Robots and sitemap
Last modified on Fri 17 Mar 2023

Robots

If you want to influence the content on your website that search engines crawl and index, you have several options. Two of these options involve using robots meta tags and robots.txt. Whilst they may sound similar, they differ in important ways.

The robots.txt file is not suitable for safely excluding content from indexation. Incoming links may still cause content to be indexed under certain circumstances.

Google therefore advises that you use the robots.txt file to manage crawling traffic and prevent image, video and audio files from appearing in search results. You can read about this in more details on this link.

Always set noindex and nofollow for the staging environment, and only allow indexing and following for production.

What are robots meta tags?

Robots meta tags are snippets that you place in the head section of a page. They look like this:

<meta name="robots" content="noindex" />

You mark which search engine you want to address with the name attribute, and the content attribute indicates the desired action. In this example, the tag prevents the content from being indexed by all search engines.

We will create a function for setting robots depending on the environment type:

export function initIndexing(
    environmentVariablesService: EnvironmentVariablesService,
    meta: Meta
): () => Promise<void> {
    return async () => {
        const isProduction = environmentVariablesService.get(EnvironmentVariable.APP_ENVIRONMENT) === 'production';

        meta.removeTag('name="robots"');
        meta.addTag({
            name: 'robots',
            content: isProduction ? 'index, follow' : 'noindex, nofollow',
        });
    };
}

And add this on app initiation in the app.module.ts:

@NgModule({
    providers: [
        {
            provide: APP_INITIALIZER,
            useFactory: initIndexing,
            multi: true,
            deps: [EnvironmentVariablesService, Meta],
        },
    ]
})

What is robots.txt?

A robots.txt file (Robots Exclusion Standard Protocol) is a text file that tells search engine crawlers which files or pages they can crawl.

The search engine or its crawler is identified in the robots.txt file with user-agent. disallow and allow commands can be used to specify which directories should and should not be crawled.
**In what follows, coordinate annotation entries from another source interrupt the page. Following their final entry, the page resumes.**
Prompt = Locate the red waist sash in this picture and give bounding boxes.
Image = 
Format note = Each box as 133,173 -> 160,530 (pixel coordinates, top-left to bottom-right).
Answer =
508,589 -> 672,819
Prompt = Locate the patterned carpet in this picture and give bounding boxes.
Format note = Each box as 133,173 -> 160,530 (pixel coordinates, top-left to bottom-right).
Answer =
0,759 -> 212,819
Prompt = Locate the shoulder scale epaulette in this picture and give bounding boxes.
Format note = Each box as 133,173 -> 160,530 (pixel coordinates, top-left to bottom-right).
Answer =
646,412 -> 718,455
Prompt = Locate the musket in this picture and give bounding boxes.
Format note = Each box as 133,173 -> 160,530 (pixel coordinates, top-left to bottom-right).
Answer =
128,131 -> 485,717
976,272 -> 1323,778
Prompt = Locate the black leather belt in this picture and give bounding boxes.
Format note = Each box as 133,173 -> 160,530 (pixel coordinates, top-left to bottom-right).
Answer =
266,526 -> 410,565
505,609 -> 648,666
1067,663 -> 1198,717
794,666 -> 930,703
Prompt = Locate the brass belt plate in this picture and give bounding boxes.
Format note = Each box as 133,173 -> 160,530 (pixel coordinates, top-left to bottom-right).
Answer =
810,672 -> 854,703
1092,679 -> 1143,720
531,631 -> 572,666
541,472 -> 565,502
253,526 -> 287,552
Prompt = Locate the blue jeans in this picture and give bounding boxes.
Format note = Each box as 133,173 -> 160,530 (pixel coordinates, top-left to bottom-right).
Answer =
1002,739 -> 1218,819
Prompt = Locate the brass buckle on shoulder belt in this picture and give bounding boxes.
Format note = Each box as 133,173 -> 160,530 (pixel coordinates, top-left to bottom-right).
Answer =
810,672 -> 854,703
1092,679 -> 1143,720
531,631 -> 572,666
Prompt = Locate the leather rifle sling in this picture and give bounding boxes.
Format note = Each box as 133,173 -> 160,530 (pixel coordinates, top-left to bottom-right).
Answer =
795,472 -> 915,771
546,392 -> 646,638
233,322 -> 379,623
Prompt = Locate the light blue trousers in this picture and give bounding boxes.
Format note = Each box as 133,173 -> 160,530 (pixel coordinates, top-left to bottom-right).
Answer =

You can also refer to the location of a sitemap in the robots.txt file:

User-agent: *
Disallow: /

Instead of having a statically served robots.txt file that is read from a file, we can use express to return the content for the robots.txt file. The returned content can be different per-environment. Add the following snippet to server.ts:

const nonIndexableRobotsContent = 'User-agent: *\nDisallow: /';
const indexableRobotsContent = 'User-agent: *\nDisallow:';
const isProduction = process.env[EnvironmentVariable.APP_ENVIRONMENT] === 'production';

server.get('/robots.txt', (req, res) => {
        res.type('text/plain');
        res.send(isProduction ? indexableRobotsContent : nonIndexableRobotsContent);
    });

Sitemap

An XML sitemap is a file that lists a website’s important pages, making sure Google can find and crawl them all. It also helps search engines understand your website structure. You want Google to crawl every essential page of your website. But sometimes, pages end up without any internal links pointing to them, making them hard to find. A sitemap can help speed up content discovery.

Similar to the dynamic robots.txt file, we can also use express to build and serve the sitemap XML. This approach allows us to set some cache expiration time for the sitemap and even trigger re-build of the sitemap if the content changes dynamically. For this to work we will need to install these libraries:

server.get('/sitemap.xml', cache('1 hour'), (req, res) => {
        res.header('Content-Type', 'application/xml');

        try {
            const smStream = new SitemapStream({ hostname: process.env[EnvironmentVariable.APP_URL] });

            (async () => {
                const routes = ['route1', 'route2'];

                for (const route of routes) {
                    smStream.write(route);
                }

                smStream.end();

                smStream.pipe(res).on('error', (e) => {
                    throw e;
                });
            })();
        } catch (e) {
            console.error(e);
            res.status(500).end();
        }
    });

This example can be used if there is no more than 50000 routes. For more details, please check out the documentation.